Final answer:
To find the 99% confidence interval for the true proportion of children who like ice cream based on the sample, we need to calculate the standard error, find the critical value (z⋆), and construct the confidence interval.
Using the given information, the confidence interval is approximately 0.8551 to 0.9149.
Step-by-step explanation:
A confidence interval is a range of values that is likely to contain the true population proportion with a certain level of confidence. In this case, we want to find the 99% confidence interval for the true proportion of children who like ice cream based on the sample.
- To calculate the confidence interval, we need to determine the standard error of the proportion. The formula for the standard error is:
- Standard Error = sqrt((p_hat * (1-p_hat))/n)

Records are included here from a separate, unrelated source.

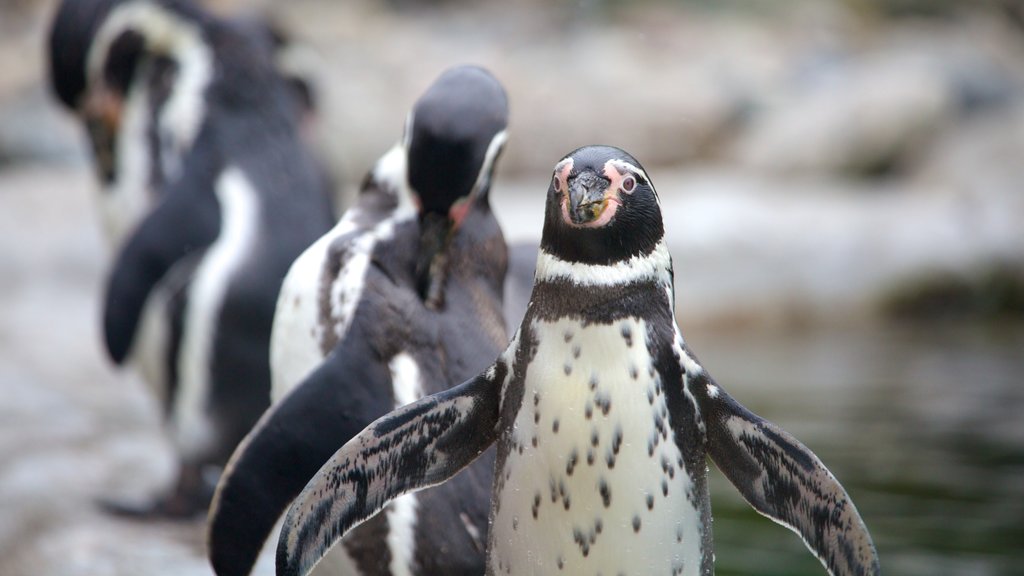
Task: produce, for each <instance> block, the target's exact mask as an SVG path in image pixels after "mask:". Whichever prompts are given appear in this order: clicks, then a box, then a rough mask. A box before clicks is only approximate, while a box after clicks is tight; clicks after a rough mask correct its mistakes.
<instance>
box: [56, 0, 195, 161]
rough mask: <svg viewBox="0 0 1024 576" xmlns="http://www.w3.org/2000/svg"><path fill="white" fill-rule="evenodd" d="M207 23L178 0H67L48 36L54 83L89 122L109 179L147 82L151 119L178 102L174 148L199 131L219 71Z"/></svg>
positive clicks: (64, 100) (80, 116)
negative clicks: (206, 97)
mask: <svg viewBox="0 0 1024 576" xmlns="http://www.w3.org/2000/svg"><path fill="white" fill-rule="evenodd" d="M204 24H205V23H204V16H203V14H202V13H201V12H199V11H198V9H197V8H196V7H194V6H191V5H190V4H188V3H186V2H183V1H178V0H63V1H62V2H61V4H60V6H59V8H58V9H57V13H56V16H55V17H54V19H53V24H52V27H51V29H50V36H49V52H50V81H51V86H52V89H53V91H54V92H55V94H56V95H57V97H58V98H59V99H60V101H61V102H63V105H65V106H67V107H68V108H69V109H71V110H73V111H75V112H76V113H77V114H78V115H79V116H80V117H81V118H82V120H83V121H84V123H85V125H86V128H87V129H88V132H89V137H90V139H91V141H92V145H93V150H94V153H95V156H96V160H97V164H98V166H99V169H100V175H101V176H102V177H103V179H104V180H106V181H110V180H112V179H114V177H115V173H116V171H117V166H116V164H117V159H116V155H115V153H116V151H117V140H118V137H119V135H120V133H121V125H122V122H123V120H124V118H125V115H126V112H127V105H128V100H129V99H130V98H131V97H132V96H133V94H134V93H135V88H136V87H137V86H140V85H144V86H145V87H146V88H147V91H146V98H147V99H148V100H150V101H148V102H147V104H146V106H147V107H148V108H150V109H152V110H151V114H148V115H147V116H150V117H151V118H156V117H159V116H160V115H161V114H160V113H161V112H163V110H162V109H164V108H167V109H173V112H172V114H171V115H170V116H171V117H168V118H166V122H164V124H165V125H166V126H169V127H171V128H170V130H169V132H170V133H169V134H168V135H169V136H170V139H171V141H173V143H174V145H175V146H176V149H178V150H180V149H184V148H185V147H187V146H188V145H189V143H190V141H191V139H193V138H194V137H195V135H196V133H197V132H198V130H199V126H200V125H201V123H202V119H203V118H202V116H203V114H202V100H203V97H204V92H205V89H206V86H207V85H208V84H209V82H210V81H211V78H212V76H213V74H212V69H213V65H212V55H211V53H212V50H211V48H210V46H209V45H208V44H207V40H206V38H205V36H204V30H203V27H204ZM140 143H142V142H140Z"/></svg>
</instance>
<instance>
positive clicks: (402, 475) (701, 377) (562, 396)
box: [278, 147, 879, 576]
mask: <svg viewBox="0 0 1024 576" xmlns="http://www.w3.org/2000/svg"><path fill="white" fill-rule="evenodd" d="M674 312H675V311H674V295H673V271H672V259H671V257H670V255H669V251H668V249H667V247H666V244H665V239H664V228H663V220H662V214H660V208H659V203H658V199H657V196H656V194H655V192H654V188H653V186H652V184H651V181H650V178H649V177H648V176H647V174H646V172H645V171H644V170H643V168H642V167H641V166H640V163H639V162H637V161H636V160H635V159H633V158H632V157H631V156H630V155H628V154H627V153H625V152H623V151H622V150H618V149H615V148H609V147H588V148H583V149H580V150H577V151H575V152H573V153H571V154H569V155H568V156H567V157H565V158H564V159H563V160H562V161H561V162H559V163H558V164H557V165H556V166H555V171H554V175H553V178H552V181H551V184H550V188H549V190H548V200H547V208H546V213H545V223H544V231H543V236H542V241H541V252H540V255H539V258H538V264H537V279H536V282H535V285H534V292H532V295H531V298H530V302H529V306H528V308H527V311H526V315H525V317H524V318H523V321H522V324H521V326H520V328H519V331H518V332H517V333H516V335H515V336H514V337H513V338H512V341H511V343H510V344H509V346H508V348H507V349H506V351H505V352H504V353H503V354H501V355H500V356H499V357H498V358H497V360H496V361H495V362H494V364H492V365H490V367H488V368H487V369H485V370H484V371H482V372H481V373H480V374H479V375H477V376H475V377H473V378H470V379H468V380H467V381H465V382H464V383H463V384H461V385H459V386H456V387H453V388H451V389H447V390H445V392H442V393H438V394H435V395H433V396H429V397H426V398H424V399H422V400H420V401H418V402H415V403H413V404H411V405H409V406H406V407H403V408H400V409H397V410H395V411H394V412H392V413H390V414H388V415H386V416H384V417H382V418H380V419H378V420H377V421H375V422H374V423H373V424H372V425H370V426H369V427H367V428H366V429H365V430H362V431H361V433H359V435H358V436H356V437H355V438H354V439H352V440H351V441H350V442H349V443H348V444H346V445H345V446H344V447H343V448H342V449H341V450H339V451H338V453H336V454H335V455H334V456H333V457H332V458H331V460H330V461H329V462H328V463H327V464H325V466H324V467H323V468H322V469H321V470H319V472H317V475H316V476H315V478H314V479H313V480H312V481H311V482H310V483H309V484H308V485H307V486H306V488H305V489H304V490H303V492H302V493H301V495H300V496H299V497H298V498H297V499H296V501H295V502H294V503H293V505H292V507H291V509H290V510H289V512H288V515H287V517H286V520H285V522H284V528H283V530H282V535H281V539H280V541H279V547H278V574H279V575H280V576H292V575H296V574H305V573H307V572H308V571H309V570H310V568H312V567H313V566H314V565H315V564H316V562H317V561H318V560H319V559H321V557H322V556H323V554H324V553H325V551H326V550H327V549H328V548H329V547H330V546H331V545H332V544H333V543H334V542H335V541H336V540H337V538H339V537H341V536H343V535H344V534H346V532H347V531H348V530H349V529H351V528H352V527H353V526H356V525H358V524H359V523H360V522H361V521H362V520H364V519H366V518H368V517H369V516H370V515H373V513H374V512H376V511H377V510H378V509H380V508H381V507H382V506H384V505H387V503H388V502H389V501H390V500H391V499H392V498H395V497H398V496H400V495H402V494H408V493H411V492H414V491H416V490H419V489H422V488H425V487H428V486H433V485H436V484H439V483H443V482H445V481H446V480H447V479H450V478H451V477H452V476H453V475H455V474H456V472H458V471H459V470H460V469H462V468H463V467H464V466H466V465H468V464H470V463H471V462H473V461H474V460H475V459H476V458H477V457H478V455H479V454H481V453H482V452H483V451H484V450H486V449H487V448H488V447H489V446H490V445H492V444H496V443H497V446H498V459H497V464H496V468H495V481H494V487H493V493H492V508H490V534H489V538H488V544H487V567H486V573H487V574H492V575H498V574H513V575H518V574H559V573H561V574H597V573H601V574H641V575H647V574H677V575H688V576H689V575H709V574H713V573H714V553H713V546H712V516H711V504H710V500H709V494H708V477H707V465H706V455H709V456H711V458H712V459H713V460H714V461H715V462H716V463H717V464H718V465H719V467H720V468H721V469H722V471H723V472H724V474H725V475H726V477H727V478H728V479H729V480H730V481H731V482H732V484H733V485H734V486H735V487H736V488H737V489H738V490H739V492H740V493H741V494H742V496H743V497H744V498H745V499H746V501H748V502H750V504H751V505H752V506H754V508H755V509H757V510H758V511H759V512H761V513H763V515H765V516H767V517H769V518H771V519H772V520H774V521H776V522H778V523H780V524H782V525H784V526H786V527H788V528H791V529H793V530H794V531H796V532H797V533H798V534H800V536H801V537H802V538H803V539H804V541H805V543H806V544H807V546H808V547H809V548H810V549H811V551H812V552H814V554H815V556H817V558H819V559H820V560H821V562H822V564H824V566H825V567H826V568H827V570H828V572H829V573H830V574H834V575H844V576H846V575H860V574H878V573H879V562H878V557H877V554H876V551H874V546H873V544H872V542H871V539H870V536H869V535H868V532H867V530H866V528H865V526H864V524H863V522H862V521H861V519H860V517H859V515H858V512H857V510H856V508H855V507H854V504H853V502H852V501H851V500H850V498H849V497H848V495H847V494H846V492H845V491H844V489H843V488H842V486H840V484H839V482H837V481H836V479H835V478H834V477H833V476H831V474H829V472H828V470H827V469H826V468H825V466H824V465H823V464H822V463H821V462H820V461H819V460H818V458H817V457H816V456H815V455H814V454H813V453H811V451H810V450H808V449H807V448H806V447H804V446H803V445H802V444H800V443H799V442H798V441H797V440H796V439H794V438H793V437H791V436H790V435H788V434H786V433H785V431H783V430H781V429H780V428H779V427H778V426H776V425H775V424H772V423H771V422H768V421H766V420H764V419H762V418H760V417H758V416H756V415H755V414H753V413H751V412H750V411H748V410H746V409H745V408H743V407H742V406H740V405H739V404H738V403H737V402H736V401H735V400H733V399H732V398H731V397H730V396H729V395H727V394H726V393H725V390H724V389H722V387H720V386H719V385H718V384H716V383H715V381H714V380H713V379H712V377H711V375H710V374H709V373H708V372H707V371H706V370H705V368H703V367H702V366H701V365H700V364H699V363H698V362H697V360H696V358H695V357H694V356H693V354H692V353H691V352H690V351H689V348H688V347H687V346H686V345H685V344H684V342H683V338H682V336H681V335H680V332H679V329H678V326H677V325H676V321H675V314H674ZM456 336H457V334H454V333H453V334H451V335H450V337H456Z"/></svg>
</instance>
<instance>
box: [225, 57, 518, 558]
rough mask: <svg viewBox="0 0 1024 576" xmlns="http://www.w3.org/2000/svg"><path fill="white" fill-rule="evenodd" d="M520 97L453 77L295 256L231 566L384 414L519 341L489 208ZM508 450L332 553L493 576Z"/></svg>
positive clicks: (277, 324) (235, 517) (234, 459)
mask: <svg viewBox="0 0 1024 576" xmlns="http://www.w3.org/2000/svg"><path fill="white" fill-rule="evenodd" d="M507 123H508V104H507V98H506V95H505V90H504V89H503V88H502V86H501V84H500V83H499V82H498V81H497V80H496V79H495V78H494V77H493V76H492V75H490V74H489V73H487V72H486V71H484V70H482V69H479V68H475V67H460V68H455V69H452V70H449V71H446V72H445V73H443V74H442V75H441V76H440V77H439V78H438V79H437V80H436V81H435V82H434V83H433V84H432V85H431V86H430V87H429V88H428V90H427V91H426V93H424V94H423V95H422V96H421V97H420V98H419V100H417V102H416V105H415V106H414V108H413V111H412V113H411V114H410V117H409V120H408V122H407V127H406V134H404V137H403V138H402V141H401V142H400V143H398V145H397V146H396V147H394V148H393V149H392V150H391V151H389V152H388V153H387V154H385V155H384V157H383V158H381V160H380V161H379V162H378V163H377V165H376V166H375V168H374V169H373V170H372V171H371V173H370V174H369V175H368V176H367V179H366V180H365V182H364V186H362V190H361V193H360V195H359V197H358V198H357V200H356V204H355V205H354V206H353V207H352V208H351V209H349V210H348V212H346V214H345V215H344V216H343V217H342V219H341V221H340V222H339V223H338V224H337V225H336V227H335V228H334V230H332V231H331V233H329V234H328V235H326V236H324V237H323V238H322V239H321V240H318V241H317V242H316V243H315V244H313V245H312V246H311V247H310V248H309V249H307V250H306V251H305V252H304V253H303V255H302V256H301V257H300V258H299V259H297V260H296V262H295V264H294V265H293V266H292V269H291V271H290V272H289V275H288V278H287V280H286V282H285V285H284V288H283V289H282V294H281V297H280V299H279V302H278V313H276V316H275V318H274V327H273V341H272V346H271V351H272V352H271V364H272V365H273V368H274V370H273V374H274V382H273V385H274V402H275V405H274V406H272V407H271V408H270V409H269V410H268V411H267V412H266V413H265V414H264V415H263V417H262V418H261V419H260V421H259V423H258V424H257V425H256V426H255V427H254V428H253V430H252V431H251V433H250V434H249V435H248V437H247V438H246V440H245V441H244V442H243V443H242V444H241V445H240V446H239V448H238V450H237V451H236V453H234V455H233V456H232V457H231V460H230V462H229V463H228V466H227V468H226V469H225V472H224V475H223V477H222V479H221V483H220V485H219V486H218V490H217V493H216V495H215V497H214V501H213V505H212V506H211V511H210V522H209V540H208V549H209V553H210V559H211V563H212V564H213V567H214V569H215V571H216V572H217V574H219V575H221V576H224V575H241V574H249V573H250V571H251V570H252V568H253V565H254V563H255V562H256V559H257V556H258V554H259V552H260V549H261V548H262V547H263V544H264V542H265V541H266V540H267V538H268V537H269V536H270V535H271V533H272V532H273V530H274V526H275V524H276V522H278V520H279V519H280V517H281V515H282V513H283V512H284V510H285V509H286V507H287V506H288V504H289V502H290V501H291V500H292V498H294V497H295V495H296V494H298V493H299V491H300V490H301V489H302V487H303V486H305V484H306V483H307V482H308V481H309V479H310V478H311V477H312V475H313V474H314V472H315V471H316V470H317V469H318V468H319V467H321V465H323V463H324V462H325V461H326V460H327V459H328V458H329V457H330V456H331V455H332V454H333V453H334V452H335V451H336V450H337V449H338V447H340V446H342V445H343V444H344V443H345V442H347V441H348V440H349V439H351V438H352V437H353V436H354V435H355V434H356V433H358V431H359V430H360V429H362V428H364V427H365V426H366V425H367V424H369V423H370V422H371V421H373V420H374V419H375V418H377V417H379V416H381V415H382V414H385V413H387V412H388V411H390V410H393V409H394V408H395V407H397V406H401V405H404V404H408V403H409V402H413V401H415V400H417V399H419V398H420V397H422V396H423V395H425V394H432V393H436V392H439V390H443V389H445V388H446V387H447V386H449V385H451V384H453V383H458V382H461V381H462V380H464V379H465V378H467V377H469V376H471V375H473V374H475V373H477V372H478V371H479V370H480V369H481V368H483V367H484V366H485V365H486V363H487V362H489V359H492V358H494V356H495V355H496V354H498V353H499V352H500V351H501V348H502V346H504V345H505V343H506V342H507V331H506V328H505V321H504V319H503V316H502V313H503V305H502V304H503V298H502V291H503V285H504V282H505V275H506V269H507V264H508V254H507V248H506V245H505V240H504V237H503V235H502V232H501V229H500V228H499V225H498V222H497V220H496V218H495V216H494V214H493V213H492V210H490V207H489V201H488V196H489V191H490V181H492V176H493V174H494V170H495V167H496V163H497V161H498V158H499V156H500V154H501V151H502V149H503V147H504V145H505V139H506V132H505V130H506V126H507ZM493 463H494V453H493V452H492V453H489V455H485V456H484V457H482V458H480V460H479V463H478V464H477V465H474V466H470V468H469V469H468V470H466V471H465V472H464V474H462V475H459V476H457V477H456V478H454V479H453V482H452V483H451V484H450V485H447V486H445V487H443V488H442V489H439V490H434V491H428V492H424V493H421V494H416V495H410V496H407V497H403V498H400V499H398V500H396V501H395V502H394V503H392V505H391V506H389V507H388V508H387V510H386V511H385V512H384V513H381V515H378V516H377V517H376V518H374V519H372V520H370V521H369V522H368V523H366V524H365V525H364V526H362V527H360V528H359V529H357V530H354V531H353V532H352V533H351V534H350V535H349V536H348V537H346V538H345V540H344V541H343V542H342V545H340V546H338V548H336V552H335V553H333V554H332V558H331V563H332V566H333V567H334V568H335V570H336V571H337V572H338V573H342V574H351V575H361V574H366V575H369V574H395V575H398V574H414V575H415V574H474V575H478V574H480V573H481V572H482V571H483V569H484V563H483V551H484V548H485V546H486V529H487V508H488V499H487V494H488V493H489V487H490V475H492V470H493V467H494V466H493Z"/></svg>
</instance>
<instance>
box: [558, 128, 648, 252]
mask: <svg viewBox="0 0 1024 576" xmlns="http://www.w3.org/2000/svg"><path fill="white" fill-rule="evenodd" d="M664 234H665V227H664V224H663V221H662V208H660V203H659V202H658V199H657V193H656V192H655V191H654V187H653V184H652V183H651V181H650V178H649V177H648V176H647V173H646V172H645V171H644V169H643V166H641V165H640V163H639V162H638V161H637V160H636V159H635V158H633V157H632V156H630V155H629V154H628V153H626V152H625V151H623V150H620V149H617V148H613V147H608V146H589V147H584V148H581V149H579V150H575V151H573V152H572V153H570V154H569V155H568V156H566V157H565V158H563V159H562V160H561V161H560V162H558V164H556V165H555V170H554V173H553V174H552V177H551V183H550V186H549V187H548V200H547V208H546V212H545V219H544V232H543V234H542V240H541V246H542V248H543V249H544V250H545V251H546V252H548V253H550V254H552V255H555V256H558V257H559V258H561V259H563V260H567V261H573V262H581V263H587V264H612V263H615V262H618V261H624V260H628V259H629V258H631V257H633V256H637V255H641V254H647V253H649V252H650V251H651V250H653V248H654V247H655V246H656V245H657V243H658V242H660V240H662V237H663V236H664Z"/></svg>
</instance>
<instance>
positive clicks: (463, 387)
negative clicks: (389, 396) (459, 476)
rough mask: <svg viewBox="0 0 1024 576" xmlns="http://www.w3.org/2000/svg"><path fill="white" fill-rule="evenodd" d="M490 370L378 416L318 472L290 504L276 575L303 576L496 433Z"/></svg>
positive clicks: (496, 386) (333, 457)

Given that there are 885 out of 1000 children who like ice cream, the proportion estimate is 0.885.Plugging in the values into the formula, we have:
- Standard Error = sqrt((0.885 * (1 - 0.885))/1000)
- Standard Error = 0.0116
Next, we need to find the critical value (z⋆) for a 99% confidence level. We can use a standard normal distribution table or a calculator to find this value. For a 99% confidence level, z⋆ is approximately 2.58.Now, we can calculate the margin of error by multiplying the standard error by the critical value:
- Margin of Error = z⋆ * Standard Error
- Margin of Error = 2.58 * 0.0116
- Margin of Error = 0.0299
Finally, we can construct the confidence interval by subtracting and adding the margin of error to the proportion estimate:
- Lower Bound = 0.885 - 0.0299
- Lower Bound ≈ 0.8551
- Upper Bound = 0.885 + 0.0299
- Upper Bound ≈ 0.9149
Therefore, the 99% confidence interval for the true proportion of children who like ice cream is approximately 0.8551 to 0.9149.